Excited for next season - hopefully I can fully utilize my fitness - I am a completely new cyclist!

This year has been extremely eye opening! :slight_smile:


Uau… Looking at your graph, it really sells out the Sweet Spot Base I and II Mid Volume as opposed to the Sustained Power Build which is supposed to be better for working on your FTP.

Can you comment on that?
Do you think you kept all variables the same or did you have any changes that might’ve contributed to not getting the best out of the Build phase?

This is what FTP goals look like


Started out riding on an indoor trainer December 19 2021 with my free Rouvy trial.
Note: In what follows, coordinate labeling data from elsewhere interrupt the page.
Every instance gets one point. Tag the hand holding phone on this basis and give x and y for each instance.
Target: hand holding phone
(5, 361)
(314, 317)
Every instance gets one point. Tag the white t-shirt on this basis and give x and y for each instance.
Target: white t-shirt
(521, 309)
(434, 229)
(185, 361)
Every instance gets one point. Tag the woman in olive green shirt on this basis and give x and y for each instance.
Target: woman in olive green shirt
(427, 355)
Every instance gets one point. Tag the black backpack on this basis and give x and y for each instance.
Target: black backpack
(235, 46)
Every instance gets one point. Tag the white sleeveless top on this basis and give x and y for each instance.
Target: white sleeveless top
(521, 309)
Using a 20 minute test got 168w FTP or 2.96 w/kg, on Jan 25 did another Rouvy 20 minute test and got 181w FTP or 3.19w/kg.

Did Zwift for a couple months and didn’t do an FTP test.

Started Trainer Road on April 17 2022, first Ramp test was 175w FTP at 57.5kg or 3.04w/kg. Next ramp test on May 24 was 194w FTP at 58.7kg for 3.3 w/kg. Eat pretty clean but stopped taking creatine and reduced my fat intake slightly. Today used the AI detect and it suggested 198w FTP but then I tweaked the estimated time for this weekend’s race and it reset my plan and wanted another ramp test and wouldn’t let me auto-detect.

Did the ramp test and got 204w FTP at 57.2kg, 3.56w/kg. My goal for this season was to be 3.5w/kg and by next spring to be 4 w/kg so happy with my progress so far. Have been pretty nervous about cutting down on the outside rides and having a reduced weekly avg kms and TSS but I am progressing on paper so that’s reassuring.